Dua Puluh Empat: Back to Each Other
Mau post dua chap mumpung sunday hehe ;) Enjoy, dear. Have a nice weekend y'all maap garing yaa! xoxo ◉‿◉
***
(Y/N) terduduk syok di atas kereta kudanya. Sejak mereka meninggalkan hutan, tubuhnya gemetar semakin kencang seakan ia menolak untuk pergi dari sana.
Tatapannya kosong, tak bergeming. Bahkan saat Levi sesekali menyapa ke keretanya, ia tak menyempatkan diri untuk melirik sedikit pun. Bola matanya lurus, kosong, dingin, dan ketakutan.
Rasa sakit di mata kirinya pun terasa sepele saat ia membandingkan dengan rasa dukanya yang sangat mendalam, ia pun sampai lupa apa tujuan awalnya.
"Hentikan." Kedua tangan Erwin terasa kasar dikulitnya, namun menenangkan. Pria itu mengembalikan (Y/N) ke realita, ke sebuah dunia tempatnya berpijak saat ini. "Biarkan aku memeriksa lukamu dulu, (Y/N)." Lirikannya hangat, namun tak cukup hangat untuk melelehkan tatapan dingin gadis itu.

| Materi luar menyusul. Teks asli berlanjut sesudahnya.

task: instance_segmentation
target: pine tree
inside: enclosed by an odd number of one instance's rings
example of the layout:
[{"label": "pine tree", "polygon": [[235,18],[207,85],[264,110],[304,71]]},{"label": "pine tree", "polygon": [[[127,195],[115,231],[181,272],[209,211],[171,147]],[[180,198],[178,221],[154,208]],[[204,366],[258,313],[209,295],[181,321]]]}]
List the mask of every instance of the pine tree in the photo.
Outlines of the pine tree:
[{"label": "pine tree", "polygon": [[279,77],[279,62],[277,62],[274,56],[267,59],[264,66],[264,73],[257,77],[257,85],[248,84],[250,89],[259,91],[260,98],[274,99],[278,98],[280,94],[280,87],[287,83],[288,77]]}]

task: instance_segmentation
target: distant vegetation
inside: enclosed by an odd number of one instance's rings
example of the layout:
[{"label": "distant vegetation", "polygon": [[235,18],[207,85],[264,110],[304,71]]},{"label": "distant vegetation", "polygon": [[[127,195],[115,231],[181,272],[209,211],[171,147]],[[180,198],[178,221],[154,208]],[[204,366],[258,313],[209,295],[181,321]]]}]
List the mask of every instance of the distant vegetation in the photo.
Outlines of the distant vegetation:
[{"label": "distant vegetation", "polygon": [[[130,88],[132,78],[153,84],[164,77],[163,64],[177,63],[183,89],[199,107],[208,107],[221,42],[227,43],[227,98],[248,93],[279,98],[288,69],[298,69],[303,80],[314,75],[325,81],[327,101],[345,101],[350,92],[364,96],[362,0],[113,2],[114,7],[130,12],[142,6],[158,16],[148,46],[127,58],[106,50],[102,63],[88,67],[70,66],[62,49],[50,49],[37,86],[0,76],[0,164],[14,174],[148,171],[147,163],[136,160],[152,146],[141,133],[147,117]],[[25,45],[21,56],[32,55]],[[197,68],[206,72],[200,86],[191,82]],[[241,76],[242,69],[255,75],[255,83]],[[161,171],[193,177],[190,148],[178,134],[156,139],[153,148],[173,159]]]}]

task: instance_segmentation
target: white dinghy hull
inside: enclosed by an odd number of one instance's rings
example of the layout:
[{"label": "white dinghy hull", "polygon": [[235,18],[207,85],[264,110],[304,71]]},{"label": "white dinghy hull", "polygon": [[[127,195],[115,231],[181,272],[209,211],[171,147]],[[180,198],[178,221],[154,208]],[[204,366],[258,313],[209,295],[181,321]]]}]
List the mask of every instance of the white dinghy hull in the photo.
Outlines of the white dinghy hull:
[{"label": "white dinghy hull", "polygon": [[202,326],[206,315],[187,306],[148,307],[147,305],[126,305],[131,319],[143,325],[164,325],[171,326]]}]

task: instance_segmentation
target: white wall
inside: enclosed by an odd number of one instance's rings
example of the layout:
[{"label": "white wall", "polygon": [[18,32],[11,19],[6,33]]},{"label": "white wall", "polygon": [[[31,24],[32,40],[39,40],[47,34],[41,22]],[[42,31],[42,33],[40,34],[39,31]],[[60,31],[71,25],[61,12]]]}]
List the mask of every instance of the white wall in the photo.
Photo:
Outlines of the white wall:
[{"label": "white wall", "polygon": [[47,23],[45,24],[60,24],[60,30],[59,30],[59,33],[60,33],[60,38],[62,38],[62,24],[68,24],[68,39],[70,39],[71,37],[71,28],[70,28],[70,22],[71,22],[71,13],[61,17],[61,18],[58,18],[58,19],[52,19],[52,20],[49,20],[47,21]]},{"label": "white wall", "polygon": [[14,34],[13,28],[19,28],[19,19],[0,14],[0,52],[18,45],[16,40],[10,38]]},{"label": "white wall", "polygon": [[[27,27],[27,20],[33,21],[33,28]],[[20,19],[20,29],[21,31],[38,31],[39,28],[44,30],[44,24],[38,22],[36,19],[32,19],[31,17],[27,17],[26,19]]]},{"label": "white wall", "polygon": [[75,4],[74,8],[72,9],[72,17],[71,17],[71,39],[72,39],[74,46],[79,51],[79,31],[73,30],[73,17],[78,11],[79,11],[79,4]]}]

(Y/N) merasakan pipinya basah, meski tak sadar sejak kapan ia menangis. Air matanya mengucur deras seakan ia belum pernah melakukannya. Isakannya nyaring dan menyedihkan menusuk siapa pun yang berkuda di antara keretanya, seperti menyuarakan kesakitan yang menyiksa.
"(Y/N), jangan seperti ini." Erwin berjuang menahan tangisannya, mengusap pipi gadis itu dengan lembut. "Sadarlah, ini kenyataannya."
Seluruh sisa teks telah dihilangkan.